Las nuevas generaciones, sin embargo, abren una ventana de esperanza. Indicadores de pruebas estandarizadas como el SIMCE en lectura –particularmente en cuarto básico– revelan mejoras en comprensión, uso de la información y pensamiento crítico. Aunque estos avances no ocupen los titulares, representan señales de que es posible recuperar el rol de la escuela como formadora de ciudadanos, no solo de trabajadores ni consumidores.

Pero esto exige algo más profundo: recuperar el arco del pensamiento. Disentir debe volver a ser una virtud orientada a enriquecer el propósito común, no una excusa para deshumanizar al otro.

Solo una ciudadanía crítica, consciente de su historia y comprometida con la verdad, puede neutralizar el avance de quienes justifican lo injustificable: las dictaduras, los crímenes de lesa humanidad, el desmantelamiento del Estado bajo la promesa de un orden que solo puede sostenerse desde el mismo Estado.

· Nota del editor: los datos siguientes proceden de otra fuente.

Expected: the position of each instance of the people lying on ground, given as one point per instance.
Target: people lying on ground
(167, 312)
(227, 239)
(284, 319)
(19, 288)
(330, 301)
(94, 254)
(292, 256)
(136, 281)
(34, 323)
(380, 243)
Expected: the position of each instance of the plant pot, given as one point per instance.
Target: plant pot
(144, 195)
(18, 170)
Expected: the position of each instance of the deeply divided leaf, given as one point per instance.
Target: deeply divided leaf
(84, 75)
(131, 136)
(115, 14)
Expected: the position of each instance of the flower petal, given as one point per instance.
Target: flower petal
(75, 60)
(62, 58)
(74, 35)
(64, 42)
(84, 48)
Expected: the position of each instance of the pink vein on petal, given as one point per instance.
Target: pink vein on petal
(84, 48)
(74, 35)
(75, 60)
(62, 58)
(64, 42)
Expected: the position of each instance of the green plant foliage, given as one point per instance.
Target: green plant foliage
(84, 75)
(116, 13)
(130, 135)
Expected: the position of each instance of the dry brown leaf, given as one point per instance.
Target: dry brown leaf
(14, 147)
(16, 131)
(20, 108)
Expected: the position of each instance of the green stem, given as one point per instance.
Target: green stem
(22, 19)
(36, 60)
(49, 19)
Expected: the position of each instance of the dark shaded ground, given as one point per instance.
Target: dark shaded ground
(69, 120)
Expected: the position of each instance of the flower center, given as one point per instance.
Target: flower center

Educar, en este contexto, no es solo instruir. Es resistir al olvido, es generar conciencia, es sembrar comunidad donde el individualismo sembró soledad. Es hacernos cargo de las violencias –estructurales, simbólicas y físicas– que se incuban en nuestras aulas cuando se niega el valor de la diferencia y se pierde de vista el otro como un legítimo otro.

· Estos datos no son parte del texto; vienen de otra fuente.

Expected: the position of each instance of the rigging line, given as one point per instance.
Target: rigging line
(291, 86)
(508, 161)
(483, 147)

Educar es, en definitiva, volver a preguntarnos para qué estamos aquí. Porque mientras no contestemos esa pregunta desde un horizonte común, seguiremos reproduciendo las mismas violencias que decimos querer erradicar, y se normalizarán situaciones como las palabras del director del INBA.

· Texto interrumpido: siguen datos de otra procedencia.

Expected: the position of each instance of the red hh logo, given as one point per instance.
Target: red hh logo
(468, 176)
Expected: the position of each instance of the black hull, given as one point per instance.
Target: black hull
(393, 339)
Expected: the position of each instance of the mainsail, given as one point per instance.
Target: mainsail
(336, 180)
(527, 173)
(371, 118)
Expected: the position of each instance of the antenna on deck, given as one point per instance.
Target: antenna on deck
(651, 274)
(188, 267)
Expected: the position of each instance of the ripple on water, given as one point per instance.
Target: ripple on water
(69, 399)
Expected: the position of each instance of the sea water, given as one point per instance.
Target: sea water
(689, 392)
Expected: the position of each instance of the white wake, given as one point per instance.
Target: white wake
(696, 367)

Es decir, que cuando hablamos de violencia escolar bajo estos términos, es porque las escuelas y colegios se ven enfrentados a situaciones límites que, con faltas de herramientas visibles, presupuestos desfasados para la atención a la diversidad, y una larga serie de diversas dificultades, finalmente se replica la lógica del "salvarse solos", ante la ausencia de una institucionalidad robusta que resguarde el ejercicio docente, la gestión educativa y entregue presupuestos estables sustentados en matrícula.

Chile avanza en rendimiento estandarizados, pero la situación en convivencia se vuelve cada vez más crítica. El sistema debe reaccionar y superar el lenguaje casi aprendido de que todo está mal, pero insistiendo en que, sin institucionalidad, la violencia escolar y la discriminación se instalan en aulas.